Volvo Cars subsidiary Polestar has agreed to go public through a merger with blank-check firm Gores Guggenheim at an enterprise value of $20 billion, the company said Monday.
Once the deal is closed, the new public company will be named Polestar Automotive Holding UK Limited, which is expected to be listed on Nasdaq under the ticker symbol PSNY.
The new company's enterprise value represents approximately three times its estimated 2023 revenue and 1.5 times its 2024 estimated revenue, according to the release.
Current Polestar equity holders will retain approximately 94 percent ownership in Polestar and roll 100 percent of their equity interests into the pro forma company.
The $20 billion figure matches the reported valuation of Volvo, which plans to list on the Stockholm stock exchange this year.
Other electric vehicle startups that that are already on the market include U.S.-based Lucid Motors, which is also positioning itself as a premium EV maker, had a market capitalization of $40.7 billion as of Friday. Among recent Chinese market entrants, Nio has a valuation of $58 billion, XPeng is valued at $30.2 billion and Li Auto at $27.4 billion.
Polestar CEO Thomas Ingenlath has watched on the sidelines as the above-mentioned companies have entered the stock market with high valuations but with limited product portfolios.
"Our company deserves trust because we have spent years establishing our credibility," Ingenlath told Automotive News Europe. "We are out there with two great cars [the Polestar 1 plug-in hybrid and full-electric Polestar 2], and we have a plan that is not a fancy dream. It is reality.
He said the next model, the Polestar 3, which will be the size of a Porsche Cayenne, is in the prototype phase and is already undergoing crash tests.
"Our Polestar 4, our second SUV, left the design studio a long time ago," Ingenlath said, adding that the coupe-styled crossover would be the size of a Porsche Macan.
The third of the three models coming by 2024 is the Polestar 5, which has been show as the Precept concept. The luxury sedan will be the size of a Porsche Panamera.
The range for all three EVs is expected to be more than 600 km (more than 370 miles).
"Those cars are our future, and that future will be amazing and really exciting," he said.
Roughly $1.05 billion of proceeds will help Polestar bring three new models to market within the next three years.
Volvo announced separately that it will invest as much as $600 million more in Polestar in connection with the Gores Guggenheim combination, giving it a close to 50 percent holding.
Polestar raised $550 million in external funding in April and announced plans in June to build the SUV at Volvo’s U.S. plant in South Carolina starting in the second half of 2022.
Polestar delivered approximately 10,000 vehicles in 2020 and is targeting 29,000 vehicle sales this year.
Polestar expected deliveries to grow to 290,000 in 2025, when it expects to make a roughly 9 percent margin on earnings before interest and taxes.
It’s operating in 14 markets now and planning to be in 30 by the end of 2023.
Ingenlath said the automaker will not need to add a car plant to meet its 2025 volume target.
"We have access to existing manufacturing footprint in the group," he said. "That is why this [expansion] possible.

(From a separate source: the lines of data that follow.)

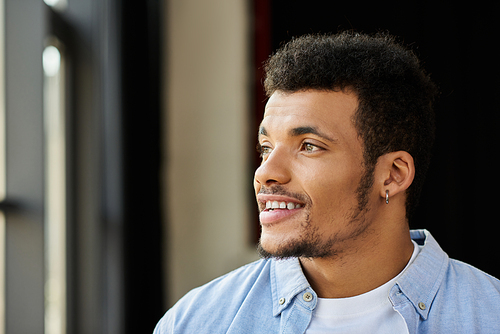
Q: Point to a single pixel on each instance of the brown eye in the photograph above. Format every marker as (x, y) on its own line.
(263, 150)
(310, 148)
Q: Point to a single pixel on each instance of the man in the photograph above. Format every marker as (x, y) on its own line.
(345, 144)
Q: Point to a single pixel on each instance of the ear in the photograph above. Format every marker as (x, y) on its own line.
(397, 171)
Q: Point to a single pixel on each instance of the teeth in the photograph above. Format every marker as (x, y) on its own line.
(282, 205)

We can concentrate on developing these cars."
Polestar says it's on track to double its global retail locations to 100 this year and the believes having 200 locations in 2022 is within reach.
"It's highly possible with the market expansion we are looking at," Polestar global sales boss Mike Whittington told Automotive News Europe in July.
The Tesla challenger has positioned the Polestar 2 as a direct rival to the Model 3.
Gores Guggenheim, led by Chairman Alec Gores and CEO Mark Stone, is sponsored by affiliates of Gores Group and Guggenheim Capital. It raised $800 million in a March initial public offering.
Reuters and Bloomberg contributed to this report
Correction: A previous version of this story confused Renault's enterprise value and its market capitalization.